A Lesson for Mr. Pipps, story by Monika Brewster at Spillwords.com

A Lesson for Mr. Pipps

A Lesson for Mr. Pipps

written by: Monika Brewster

 

The village is asleep, the schoolhouse silent. The only sound is the grandfather clock chiming midnight and the rain pattering on the roof of Mr. Pipps attic rooms.
Having corrected one pile of sepia-coloured exercise books, he eyes the other even larger pile, still untouched. The office chair creaks. Mr. Pipps stretches his arms towards the ceiling and yawns. He is exhausted reading the bland, unexciting recital of his primary school pupils: trees, baubles and the demand for ever more presents.
It’s his fault. The task of writing an essay titled ‘Christmas’ is truly uninspiring. He should have come up with a more exciting theme: Nightmare at Christmas, Christmas Ghost, Adventure at Christmas.
Only Ben, his star pupil, has found a more exciting slant. A Christmas Eve trip on his grandfather’s fishing boat. Mr. Pipps is truly reeled in with the creaking boat fighting its way through a Force 7 gale. The wind howls in the rigging, the sails flog and the Christmas tree in the wheelhouse topples over with baubles crashing to the flooded planking.
He slides his glasses into place and grimaces as he sips the dregs of cold tea.
Mr. Pipps sighs. It’s not easy to impart the gift of telling a mesmerising story. Thinking back to the teachers training at Roe College in the fifties he can’t remember it being taught.
With his handkerchief, Mr. Pipps wipes his brow and takes the next exercise book.
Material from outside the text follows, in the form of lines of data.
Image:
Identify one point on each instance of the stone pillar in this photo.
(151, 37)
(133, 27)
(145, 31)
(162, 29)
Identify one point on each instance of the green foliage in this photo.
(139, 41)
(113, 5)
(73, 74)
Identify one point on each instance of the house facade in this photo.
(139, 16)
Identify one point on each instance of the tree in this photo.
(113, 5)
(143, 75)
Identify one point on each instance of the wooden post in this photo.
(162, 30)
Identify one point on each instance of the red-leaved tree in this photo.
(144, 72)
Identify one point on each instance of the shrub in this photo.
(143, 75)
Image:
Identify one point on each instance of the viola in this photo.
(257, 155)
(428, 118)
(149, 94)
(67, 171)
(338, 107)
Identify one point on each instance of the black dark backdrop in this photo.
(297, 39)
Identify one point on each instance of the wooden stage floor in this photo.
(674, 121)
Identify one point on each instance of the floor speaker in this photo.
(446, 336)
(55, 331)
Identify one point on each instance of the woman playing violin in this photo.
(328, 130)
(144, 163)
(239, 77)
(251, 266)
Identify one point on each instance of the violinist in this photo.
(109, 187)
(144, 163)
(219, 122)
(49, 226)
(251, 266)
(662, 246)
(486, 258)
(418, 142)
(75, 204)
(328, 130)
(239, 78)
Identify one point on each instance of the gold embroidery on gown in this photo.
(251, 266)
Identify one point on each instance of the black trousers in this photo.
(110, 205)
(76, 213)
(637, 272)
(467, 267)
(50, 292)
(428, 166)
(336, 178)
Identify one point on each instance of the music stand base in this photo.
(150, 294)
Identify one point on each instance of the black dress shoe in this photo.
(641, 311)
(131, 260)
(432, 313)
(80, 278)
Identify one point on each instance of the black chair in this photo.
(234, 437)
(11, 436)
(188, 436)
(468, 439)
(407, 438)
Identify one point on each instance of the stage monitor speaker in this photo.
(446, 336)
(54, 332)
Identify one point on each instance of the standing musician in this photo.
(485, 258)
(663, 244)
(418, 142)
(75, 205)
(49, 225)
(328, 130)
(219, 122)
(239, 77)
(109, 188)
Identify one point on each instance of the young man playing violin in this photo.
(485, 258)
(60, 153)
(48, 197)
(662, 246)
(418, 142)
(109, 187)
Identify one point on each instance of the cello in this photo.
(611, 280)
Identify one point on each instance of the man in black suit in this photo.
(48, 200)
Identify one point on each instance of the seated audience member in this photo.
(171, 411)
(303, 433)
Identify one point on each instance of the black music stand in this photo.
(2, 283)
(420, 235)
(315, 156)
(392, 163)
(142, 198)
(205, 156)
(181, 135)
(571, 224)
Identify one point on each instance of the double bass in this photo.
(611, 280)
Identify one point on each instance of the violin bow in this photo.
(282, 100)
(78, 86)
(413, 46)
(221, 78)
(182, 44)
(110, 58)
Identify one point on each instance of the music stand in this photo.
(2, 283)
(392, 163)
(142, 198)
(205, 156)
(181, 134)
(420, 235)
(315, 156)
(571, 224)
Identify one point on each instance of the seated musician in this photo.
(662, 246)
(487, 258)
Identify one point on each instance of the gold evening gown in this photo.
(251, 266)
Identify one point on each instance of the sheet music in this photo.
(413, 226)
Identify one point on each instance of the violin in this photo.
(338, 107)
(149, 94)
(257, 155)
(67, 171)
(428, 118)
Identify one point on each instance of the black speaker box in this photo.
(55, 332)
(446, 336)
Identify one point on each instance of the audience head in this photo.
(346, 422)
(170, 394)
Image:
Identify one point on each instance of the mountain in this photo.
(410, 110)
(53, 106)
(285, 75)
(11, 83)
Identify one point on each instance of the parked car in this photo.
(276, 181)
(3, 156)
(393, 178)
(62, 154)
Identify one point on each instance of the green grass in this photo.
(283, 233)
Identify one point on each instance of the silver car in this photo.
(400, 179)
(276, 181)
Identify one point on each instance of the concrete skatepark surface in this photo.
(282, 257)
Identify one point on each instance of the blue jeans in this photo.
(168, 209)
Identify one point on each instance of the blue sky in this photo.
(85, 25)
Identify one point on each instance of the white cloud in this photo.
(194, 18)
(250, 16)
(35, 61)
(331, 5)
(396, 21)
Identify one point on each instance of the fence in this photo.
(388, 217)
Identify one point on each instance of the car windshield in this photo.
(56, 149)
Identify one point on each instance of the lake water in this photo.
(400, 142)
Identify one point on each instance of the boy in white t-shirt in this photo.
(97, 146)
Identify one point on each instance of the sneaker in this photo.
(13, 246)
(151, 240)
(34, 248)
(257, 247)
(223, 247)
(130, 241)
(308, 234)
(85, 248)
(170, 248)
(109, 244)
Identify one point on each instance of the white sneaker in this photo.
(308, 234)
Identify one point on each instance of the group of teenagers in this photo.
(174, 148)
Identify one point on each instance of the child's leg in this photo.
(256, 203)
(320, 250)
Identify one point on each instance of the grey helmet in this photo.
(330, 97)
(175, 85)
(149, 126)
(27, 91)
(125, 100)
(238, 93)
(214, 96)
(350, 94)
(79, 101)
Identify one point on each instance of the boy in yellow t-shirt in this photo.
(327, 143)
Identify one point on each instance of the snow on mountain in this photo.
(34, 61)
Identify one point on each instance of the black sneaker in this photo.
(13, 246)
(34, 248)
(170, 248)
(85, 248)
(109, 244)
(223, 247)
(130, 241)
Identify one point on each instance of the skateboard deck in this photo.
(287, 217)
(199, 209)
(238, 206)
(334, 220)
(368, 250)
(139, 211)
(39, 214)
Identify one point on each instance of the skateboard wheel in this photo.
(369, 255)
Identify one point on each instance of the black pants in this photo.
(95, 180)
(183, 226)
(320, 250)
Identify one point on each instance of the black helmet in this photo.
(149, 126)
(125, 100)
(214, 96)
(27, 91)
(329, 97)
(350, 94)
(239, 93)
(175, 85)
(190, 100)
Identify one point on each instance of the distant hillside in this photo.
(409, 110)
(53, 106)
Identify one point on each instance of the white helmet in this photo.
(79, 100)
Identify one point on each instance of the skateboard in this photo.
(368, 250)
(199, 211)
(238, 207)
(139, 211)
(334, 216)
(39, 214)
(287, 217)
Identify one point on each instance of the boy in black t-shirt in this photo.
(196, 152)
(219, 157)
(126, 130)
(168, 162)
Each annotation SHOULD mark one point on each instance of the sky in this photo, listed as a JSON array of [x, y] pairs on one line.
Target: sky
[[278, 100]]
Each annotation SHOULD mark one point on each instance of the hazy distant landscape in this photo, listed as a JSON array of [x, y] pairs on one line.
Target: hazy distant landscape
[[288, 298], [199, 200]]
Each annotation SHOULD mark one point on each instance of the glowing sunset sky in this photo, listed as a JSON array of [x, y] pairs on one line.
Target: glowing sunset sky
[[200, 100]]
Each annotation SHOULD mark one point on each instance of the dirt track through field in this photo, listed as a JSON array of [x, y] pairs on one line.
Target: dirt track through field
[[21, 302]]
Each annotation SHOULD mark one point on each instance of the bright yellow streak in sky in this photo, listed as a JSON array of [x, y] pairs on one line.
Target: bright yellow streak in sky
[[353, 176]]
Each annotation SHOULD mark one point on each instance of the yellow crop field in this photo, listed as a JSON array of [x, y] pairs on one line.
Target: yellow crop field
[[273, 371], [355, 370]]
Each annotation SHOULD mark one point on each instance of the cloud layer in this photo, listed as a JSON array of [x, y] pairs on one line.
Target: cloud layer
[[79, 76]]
Emma! He shudders. Her essays are as dull as ditch water – he winces at the cliché – and her grasp of the English language is dire. He’s heard about a new theory of word blindness. Dyslexia can seriously hinder a pupil’s progress. Eager to read more about it, he finds that publications about the subject are scant.
Emma’s exercise book is relegated to the bottom of the unread pile.
With a red pen, he crosses out, makes remarks in the margins and assigns each essay a number out of ten. The marks are dismally low.
The last exercise book looms. Mr. Pipps is loath to tackle it. All he can expect is a few lines of misspellings and tear-jerking tedium. The middle pages fall open. Mr. Pipps rubs his eyes. What’s this? He pushes his spectacles to the bridge of his nose and pulls the extendable lamp down. Before him is a pencil drawing as perfect as those of his favourite artist, Albrecht Dürer.
What Mr. Pipps holds in his trembling hands is a faultlessly executed picture of Bethlehem and the manger. It’s almost photographic. Hatching and stippling, light and shade. The child Jesus a perfect baby, Mary and Joseph wonderfully human. The joy but also the sorrow on their faces are so lifelike.
Mr. Pipps touches the rough wood of the stable. Sheep graze, but the shepherds are replaced by streams of refugees, the gaunt faces of women and children staring at him. Instead of the guiding star, explosions light up the night sky.
Wiping his eyes with the back of his hands, he whispers, ‘Shalom, Salaam.’ His voice breaks.
He pulls himself back into the present. Emma, his most challenging pupil, has taught him an important lesson; it’s not just writing that counts, there are different ways to tell a story.